List rotation

Jeremy Bowers jerf at jerf.org
Thu Sep 30 21:48:37 CEST 2004


On Thu, 30 Sep 2004 04:11:47 +0100, M. Clift wrote:

> Hi All,
> 
> Could someone help me out with this?
> 
> items = ('a', 'b', 'c', 'd')
> items + 1 = ( 'b', 'c', 'd', 'a')
> items + 2 = ( 'c', 'd', 'a', 'b')
> items + 3 = ( 'd', 'a', 'b', 'c')

I keep seeing this come up and waiting for someone to post this answer,
which is what I think I would use.

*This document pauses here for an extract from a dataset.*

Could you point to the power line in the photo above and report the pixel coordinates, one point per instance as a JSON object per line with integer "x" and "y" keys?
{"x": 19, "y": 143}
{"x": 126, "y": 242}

It happens to nearly work like you
wrote, too, though I actually had this idea formulated before your post:

----------------

class Rotater(object):
    """Rotater takes a sequence of fixed length (__len__ is
    defined) that uses __getitem__ from 0 to len - 1, and translates
    accesses such that the resulting list appears rotated, without
    building any new lists.

    Usage examples:

    >>> l = ['a', 'b', 'c', 'd', 'e']
    >>> r = Rotater(l) # No initial translation
    >>> r[0] == 'a'
    True
    >>> r[-1] == 'e'
    True
    >>> r += 1 # translate by one more
    >>> r[0] == 'b'
    True
    >>> r[-1] == 'a'
    True
    >>> list(r) == ['b', 'c', 'd', 'e', 'a']
    True
    >>> r += 9 # can go beyond one rotation
    >>> list(r) == l
    True
    >>> r -= 11 # can use negative rotation
    >>> list(r)
    ['e', 'a', 'b', 'c', 'd']
    >>> list(r+1)
    ['a', 'b', 'c', 'd', 'e']
    >>> list(r-1)
    ['d', 'e', 'a', 'b', 'c']
    >>> list(1+r)
    ['a', 'b', 'c', 'd', 'e']
    """

    def __init__(self, wrapped, offset = 0):
        self.wrapped = wrapped
        self.offset = offset

    def __getitem__(self, index):
        index += self.offset
        index %= len(self.wrapped)
        return self.wrapped[index]

    def __iadd__(self, offset):
        self.offset += offset
        return self

    def __isub__(self, offset):
        self.offset -= offset
        return self

    def __add__(self, offset):
        return Rotater(self.wrapped, self.offset + offset)
    def __sub__(self, offset):
        return Rotater(self.wrapped, self.offset - offset)
    def __radd__(self, offset):
        return Rotater(self.wrapped, self.offset + offset)

    def __iter__(self):
        for i in range(len(self.wrapped)):
            yield self[i]

if __name__ == "__main__":
    import sys
    import doctest
    doctest.testmod(sys.modules[__name__])

------------

This wins big for large lists that are rotated a lot by not constructing
extra lists. Note changes to the underlying lists are reflected in the
rotations, which can be a feature or a mis-feature depending on the
problem. In the small, it can be more convenient to work with than the
other solutions... or not, again depending on the problem.